Tuesday, February 18, 2020

Putin Not Pleased by Being Put on an Icon, Peskov Says


Paul Goble

            Staunton, February 12 – Icons featuring the visage of Vladimir Putin went on sale at St. Petersburg’s Pulkovo airport for 80,000 rubles (1300 US dollars), and the Kremlin leader’s press secretary Dmitry Peskov announced Putin isn’t pleased and doesn’t welcome such things (chernovik.net/content/lenta-novostey/v-aeroportu-sankt-peterburga-poyavilas-ikona-s-izobrazheniem-putina-na).

            Putin’s display of modesty likely has more to do with the fact that people and journalists from the West would see this icon and read much into it than opposition to this use of his visage in general.
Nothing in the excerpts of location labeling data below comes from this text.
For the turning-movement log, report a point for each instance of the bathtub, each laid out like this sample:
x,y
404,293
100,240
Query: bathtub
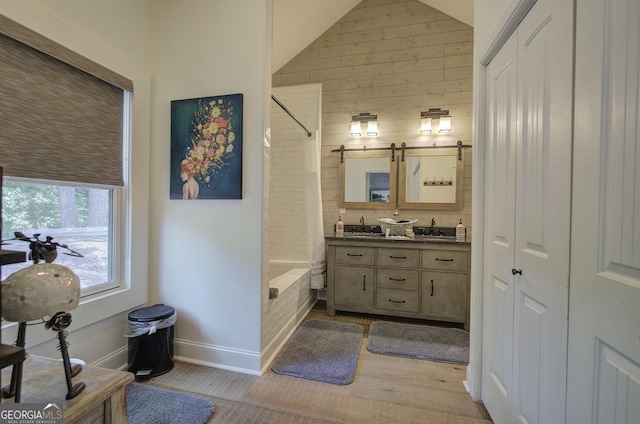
x,y
284,274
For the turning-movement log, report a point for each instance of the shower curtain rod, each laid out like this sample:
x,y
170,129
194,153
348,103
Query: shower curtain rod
x,y
291,115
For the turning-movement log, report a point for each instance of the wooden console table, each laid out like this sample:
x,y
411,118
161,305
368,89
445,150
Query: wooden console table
x,y
102,401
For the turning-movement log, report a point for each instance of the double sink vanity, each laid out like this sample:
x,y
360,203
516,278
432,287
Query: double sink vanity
x,y
425,276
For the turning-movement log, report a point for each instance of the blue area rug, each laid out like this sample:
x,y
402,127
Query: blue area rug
x,y
419,341
322,350
152,405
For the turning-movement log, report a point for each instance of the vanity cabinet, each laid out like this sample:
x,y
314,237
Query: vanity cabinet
x,y
407,278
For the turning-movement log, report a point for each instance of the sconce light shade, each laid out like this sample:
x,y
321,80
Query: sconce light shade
x,y
372,128
425,126
426,120
356,131
445,125
372,124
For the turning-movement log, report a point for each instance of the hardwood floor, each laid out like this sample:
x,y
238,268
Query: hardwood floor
x,y
386,389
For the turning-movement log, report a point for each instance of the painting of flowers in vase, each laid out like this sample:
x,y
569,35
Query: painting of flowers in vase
x,y
206,148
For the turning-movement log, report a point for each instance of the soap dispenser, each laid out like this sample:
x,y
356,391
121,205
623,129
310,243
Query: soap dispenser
x,y
339,227
461,231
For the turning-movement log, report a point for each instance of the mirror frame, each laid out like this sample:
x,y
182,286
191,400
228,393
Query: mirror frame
x,y
402,180
393,183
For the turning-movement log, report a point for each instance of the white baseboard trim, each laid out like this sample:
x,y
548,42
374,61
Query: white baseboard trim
x,y
116,360
239,360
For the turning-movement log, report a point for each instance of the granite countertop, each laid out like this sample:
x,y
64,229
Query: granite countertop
x,y
379,237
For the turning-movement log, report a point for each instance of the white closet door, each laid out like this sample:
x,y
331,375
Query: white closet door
x,y
604,337
543,208
500,150
528,190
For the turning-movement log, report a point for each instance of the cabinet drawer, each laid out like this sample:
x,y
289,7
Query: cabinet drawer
x,y
354,286
444,294
397,300
354,255
444,260
405,258
389,278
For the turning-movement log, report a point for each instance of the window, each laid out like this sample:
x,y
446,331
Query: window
x,y
80,217
65,136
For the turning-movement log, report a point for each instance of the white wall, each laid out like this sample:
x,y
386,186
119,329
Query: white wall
x,y
88,27
205,255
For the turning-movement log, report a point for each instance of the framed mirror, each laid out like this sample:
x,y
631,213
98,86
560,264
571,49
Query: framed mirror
x,y
430,179
368,180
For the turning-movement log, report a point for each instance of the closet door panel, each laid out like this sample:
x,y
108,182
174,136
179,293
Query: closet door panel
x,y
543,187
497,366
604,343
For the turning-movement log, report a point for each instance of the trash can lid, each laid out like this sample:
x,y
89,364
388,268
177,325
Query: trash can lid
x,y
151,313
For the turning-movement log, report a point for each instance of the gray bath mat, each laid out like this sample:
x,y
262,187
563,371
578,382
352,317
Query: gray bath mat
x,y
321,350
419,342
152,405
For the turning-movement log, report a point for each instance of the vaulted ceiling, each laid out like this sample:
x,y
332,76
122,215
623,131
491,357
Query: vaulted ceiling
x,y
296,23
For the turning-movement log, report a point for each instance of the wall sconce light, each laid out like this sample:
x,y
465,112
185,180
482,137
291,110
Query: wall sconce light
x,y
372,124
426,120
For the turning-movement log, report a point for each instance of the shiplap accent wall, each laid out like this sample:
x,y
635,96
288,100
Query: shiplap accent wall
x,y
393,58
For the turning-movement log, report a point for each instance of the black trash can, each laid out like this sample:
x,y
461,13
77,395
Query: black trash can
x,y
151,341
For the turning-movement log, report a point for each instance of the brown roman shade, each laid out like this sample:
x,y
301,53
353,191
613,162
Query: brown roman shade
x,y
61,115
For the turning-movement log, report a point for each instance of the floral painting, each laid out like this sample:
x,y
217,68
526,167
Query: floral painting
x,y
206,148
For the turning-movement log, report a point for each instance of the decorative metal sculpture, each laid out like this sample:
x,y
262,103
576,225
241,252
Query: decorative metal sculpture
x,y
39,291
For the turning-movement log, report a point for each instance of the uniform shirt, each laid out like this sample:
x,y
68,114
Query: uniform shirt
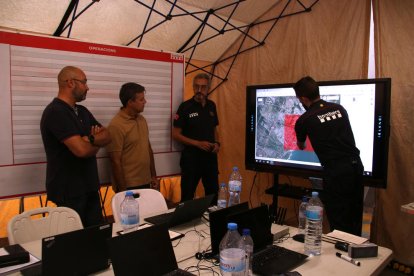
x,y
197,122
329,130
66,174
131,137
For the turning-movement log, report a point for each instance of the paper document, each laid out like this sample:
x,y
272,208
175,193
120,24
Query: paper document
x,y
343,236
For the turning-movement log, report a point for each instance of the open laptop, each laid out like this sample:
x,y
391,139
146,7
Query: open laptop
x,y
184,212
79,252
144,252
218,224
268,259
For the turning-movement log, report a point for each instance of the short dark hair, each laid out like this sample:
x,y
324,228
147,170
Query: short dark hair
x,y
202,76
307,87
128,92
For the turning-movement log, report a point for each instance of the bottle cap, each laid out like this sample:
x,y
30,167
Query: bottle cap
x,y
246,232
232,226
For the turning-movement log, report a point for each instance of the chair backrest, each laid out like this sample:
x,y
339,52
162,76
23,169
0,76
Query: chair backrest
x,y
150,202
48,222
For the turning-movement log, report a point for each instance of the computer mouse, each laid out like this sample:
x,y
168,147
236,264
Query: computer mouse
x,y
343,246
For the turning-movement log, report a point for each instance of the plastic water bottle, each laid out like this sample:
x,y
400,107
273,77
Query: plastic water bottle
x,y
222,196
235,183
247,240
313,232
302,216
232,253
129,212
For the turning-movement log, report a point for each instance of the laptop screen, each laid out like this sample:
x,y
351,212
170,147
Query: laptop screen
x,y
258,221
78,252
218,223
143,252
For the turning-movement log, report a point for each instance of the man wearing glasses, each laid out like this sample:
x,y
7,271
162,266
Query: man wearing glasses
x,y
195,127
72,137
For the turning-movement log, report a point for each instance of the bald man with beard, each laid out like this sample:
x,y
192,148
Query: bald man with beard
x,y
71,138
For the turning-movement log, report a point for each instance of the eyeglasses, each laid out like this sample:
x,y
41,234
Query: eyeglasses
x,y
200,87
81,81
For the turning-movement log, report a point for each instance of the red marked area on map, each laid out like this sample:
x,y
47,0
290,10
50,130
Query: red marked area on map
x,y
290,135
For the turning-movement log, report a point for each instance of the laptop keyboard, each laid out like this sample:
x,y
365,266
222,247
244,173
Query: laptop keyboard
x,y
178,272
279,258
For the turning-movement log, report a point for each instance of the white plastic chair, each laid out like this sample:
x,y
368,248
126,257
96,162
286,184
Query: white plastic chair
x,y
150,202
51,221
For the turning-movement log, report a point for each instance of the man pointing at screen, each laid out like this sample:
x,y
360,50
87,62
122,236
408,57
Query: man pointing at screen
x,y
328,128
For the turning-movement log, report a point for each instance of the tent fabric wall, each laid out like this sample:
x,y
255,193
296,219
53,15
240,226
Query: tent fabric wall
x,y
394,55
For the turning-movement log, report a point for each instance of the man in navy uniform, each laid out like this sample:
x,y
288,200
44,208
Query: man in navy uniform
x,y
195,126
329,130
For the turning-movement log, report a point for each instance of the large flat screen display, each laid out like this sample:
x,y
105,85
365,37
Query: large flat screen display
x,y
272,111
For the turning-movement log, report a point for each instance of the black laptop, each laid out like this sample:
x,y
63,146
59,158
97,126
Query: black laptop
x,y
184,212
268,259
144,252
79,252
218,224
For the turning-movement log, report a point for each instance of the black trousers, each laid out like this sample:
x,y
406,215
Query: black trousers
x,y
88,207
343,194
196,166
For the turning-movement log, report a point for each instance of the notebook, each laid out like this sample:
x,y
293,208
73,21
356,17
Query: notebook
x,y
268,259
79,252
218,224
144,252
184,212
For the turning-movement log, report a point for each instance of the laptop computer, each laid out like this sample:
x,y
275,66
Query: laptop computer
x,y
184,212
144,252
268,259
79,252
218,224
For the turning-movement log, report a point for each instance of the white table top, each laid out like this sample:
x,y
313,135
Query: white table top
x,y
197,239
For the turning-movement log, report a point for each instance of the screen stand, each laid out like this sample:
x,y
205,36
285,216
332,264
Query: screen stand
x,y
277,215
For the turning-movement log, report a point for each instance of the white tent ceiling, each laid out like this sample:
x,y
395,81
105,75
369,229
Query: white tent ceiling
x,y
201,29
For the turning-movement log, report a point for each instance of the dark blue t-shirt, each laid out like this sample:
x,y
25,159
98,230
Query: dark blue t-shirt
x,y
67,175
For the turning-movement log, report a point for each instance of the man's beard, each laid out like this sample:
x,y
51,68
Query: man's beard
x,y
78,95
200,96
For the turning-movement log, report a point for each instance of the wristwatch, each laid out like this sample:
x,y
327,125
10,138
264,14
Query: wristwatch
x,y
91,139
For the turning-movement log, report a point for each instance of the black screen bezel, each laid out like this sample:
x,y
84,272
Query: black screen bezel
x,y
380,150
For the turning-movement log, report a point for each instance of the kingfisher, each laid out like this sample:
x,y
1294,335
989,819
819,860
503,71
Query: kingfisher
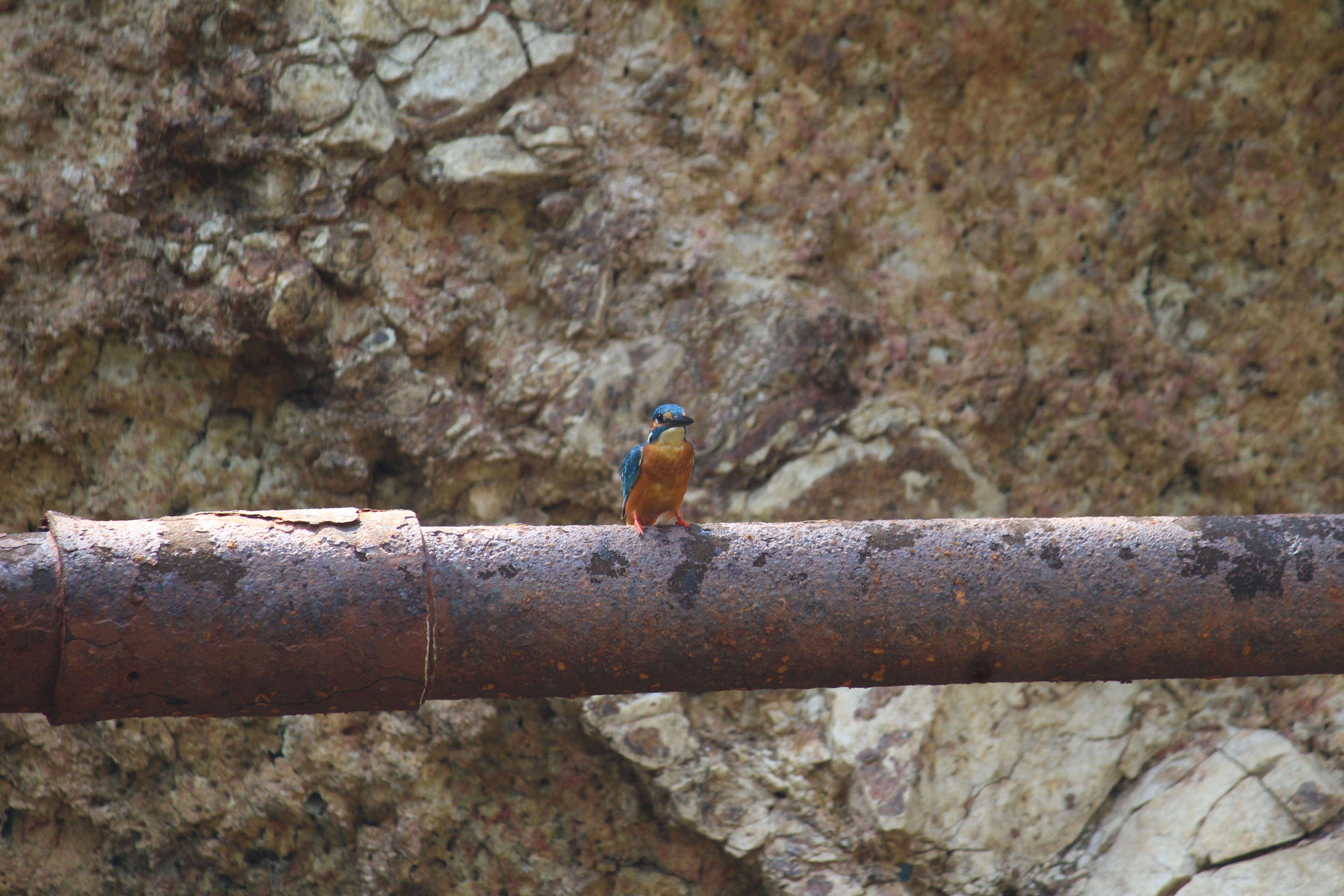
x,y
655,475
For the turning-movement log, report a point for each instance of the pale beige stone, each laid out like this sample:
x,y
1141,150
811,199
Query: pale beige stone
x,y
1312,797
460,76
316,95
398,62
373,21
372,125
548,50
1245,820
441,17
1314,870
480,162
1151,853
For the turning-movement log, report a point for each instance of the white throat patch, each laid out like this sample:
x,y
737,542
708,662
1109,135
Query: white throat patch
x,y
673,437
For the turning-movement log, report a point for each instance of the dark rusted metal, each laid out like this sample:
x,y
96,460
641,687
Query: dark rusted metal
x,y
30,621
322,610
242,614
575,610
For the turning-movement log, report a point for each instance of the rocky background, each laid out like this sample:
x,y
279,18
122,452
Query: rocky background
x,y
897,260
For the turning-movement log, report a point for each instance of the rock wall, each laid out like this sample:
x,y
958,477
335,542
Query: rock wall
x,y
911,261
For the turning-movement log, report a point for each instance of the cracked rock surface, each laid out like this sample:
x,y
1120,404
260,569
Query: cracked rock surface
x,y
898,261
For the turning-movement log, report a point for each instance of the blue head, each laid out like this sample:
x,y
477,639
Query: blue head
x,y
667,417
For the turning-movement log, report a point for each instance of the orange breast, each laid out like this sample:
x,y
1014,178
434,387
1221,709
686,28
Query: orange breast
x,y
664,473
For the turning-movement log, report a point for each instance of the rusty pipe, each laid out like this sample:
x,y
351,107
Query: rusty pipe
x,y
264,613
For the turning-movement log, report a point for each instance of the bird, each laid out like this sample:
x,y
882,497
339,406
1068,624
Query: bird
x,y
655,473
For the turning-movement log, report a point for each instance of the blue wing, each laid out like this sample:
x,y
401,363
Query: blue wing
x,y
629,473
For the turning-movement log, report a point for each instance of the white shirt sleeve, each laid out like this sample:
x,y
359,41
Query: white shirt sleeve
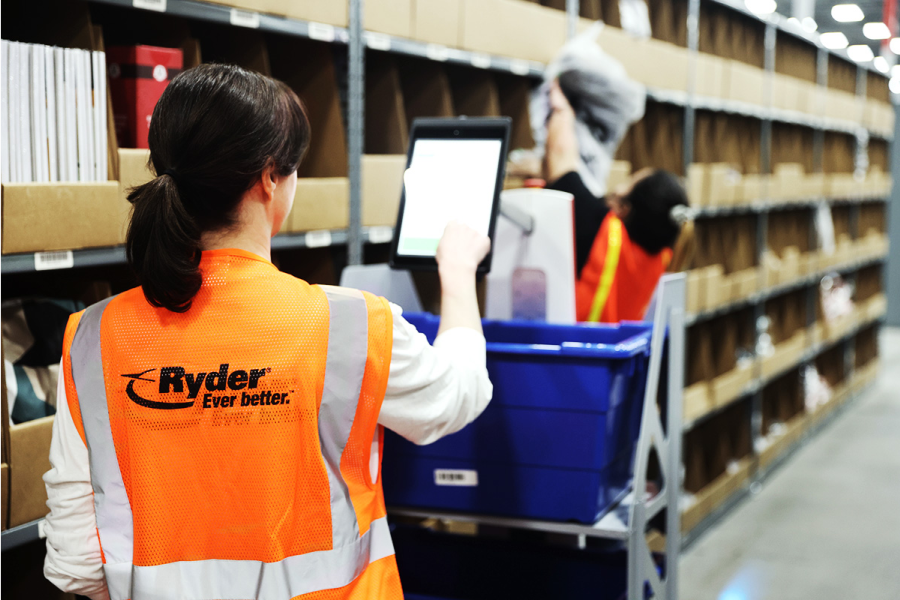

After all, beginning two years ago, Russian soldiers in some units were required to kiss a Putin icon (publizist.ru/blogs/4796/25580/).

            And even earlier, Putin’s hero Stalin began to appear on icons.  In 2015, a Stalin icon was even used to bless Russia’s strategic bombers at the Engels airbase, and some Russian nationalists pressed for the canonization of the former communist dictator as an Orthodox saint   (rusjev.net/2015/06/16/svyashhennik-v-rossii-osvyatil-bazu-yadernyih-bombardirovshhikov-ikonoy-stalina-foto/).

            Putin icons aren’t the only ones having problems. The ROC MP’s Sofrino works released icons featuring the emblems of the various forces of the Russian military (ahilla.ru/voenizirovannye-ikony-s-emblemami-rodov-vojsk-predlagayut-kupit-v-sofrino/). That sparked complaints, and they were quickly withdrawn (ahilla.ru/ikonu-ili-proroka-iz-vdv-ubrali-s-sajta-sofrino-po-ukazaniyu-direktora).

            Putin’s have likely been removed from the airport in the Northern Capital, but it seems unlikely that they will disappear in locations far from where Westerners go.